Criptos are not speculative. They are earned by participating in the movement you own. Completing the Independent Living Challenge, referring other Disabled People, contributing to peer support, attending governance meetings, these are all ways to earn Criptos.
In the VDPM's Phase 1, Criptos are an internal record of participation. When the blockchain infrastructure launches in Phase 2, they will be transferable to a digital wallet. In Phase 3, founding members will be able to exchange Criptos on an open platform.
Criptos are not voting tokens. One member, one vote, always, regardless of how many Criptos a member has earned. Voting rights cannot be bought. They can only be earned by becoming a member.
Reclaiming the word. Rewarding the movement.
Take the Independent Living Challenge and register as a founding member to earn your first 14 Criptos.
When someone you refer completes the challenge and registers with your name, you earn 14 Criptos.
Peer support, governance participation, campaign activity. More ways to earn Criptos will be revealed as the movement grows.
Criptos are recorded and held by the VDPM. Every founding member's Cripto balance is logged and will be honoured when the blockchain launches. This phase is likely outside FCA regulation as an internal token system.
When the VDPM's blockchain infrastructure launches, founding members' Criptos will be transferred to individual digital wallets. Members will be able to send and receive Criptos within the movement.
Following FCA registration, Criptos will be exchangeable on an open platform. The value of Criptos will reflect the value the movement generates through consultation fees, Kitemark licensing, training income, and partnerships.
The Kitemark is one of the VDPM's most important tools. It provides a publicly verifiable standard that distinguishes organisations with genuine structural commitment to the social model and to Disabled People's control from those that have adopted the language of the movement without the substance.
This matters. The proliferation of organisations that call themselves user-led, Disabled People-led, or co-produced while remaining governed and controlled by non-disabled professionals, funders, or provider interests has caused serious damage to the movement. It confuses the public, misleads policymakers, and drains resources from genuinely member-owned organisations.

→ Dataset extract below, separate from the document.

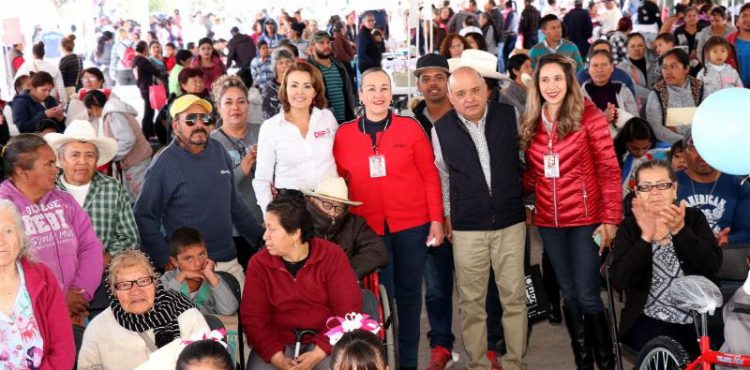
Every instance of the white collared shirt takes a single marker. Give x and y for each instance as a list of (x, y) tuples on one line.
[(291, 161)]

The Kitemark is not the VDPM offering to validate other organisations. It is a tool the movement is developing collectively, and we want the input of direct action organisations, academics and Disabled People in shaping its criteria.
Get involved in shaping the KitemarkThe majority of trustees, directors and senior decision-makers must be Disabled People. This is structural, not aspirational.
The organisation must demonstrate genuine commitment to the social model in its governance documents, its language, and its practice.
Members must have genuine power to hold the organisation to account, including the power to remove directors and change priorities.
The organisation must demonstrate independence from social care providers, NHS bodies, and other organisations with a financial interest in how Disabled People's needs are defined.
Governance decisions and financial information must be publicly available and accessible to members in plain language.
One of the most damaging developments in the disability sector in recent decades has been the proliferation of organisations that have adopted the language of the Disabled People's Movement while operating in ways that are fundamentally at odds with its principles.
These organisations use terms like user-led, co-produced, and nothing about us without us in their mission statements and funding bids while being governed by non-disabled professionals, delivering services on behalf of local authorities, and treating Disabled People as beneficiaries rather than owners.
The VDPM Kitemark is designed to address this directly by providing a clear, publicly verifiable standard that allows Disabled People, funders, policymakers and the public to distinguish genuine movement organisations from those that have borrowed the language without the substance.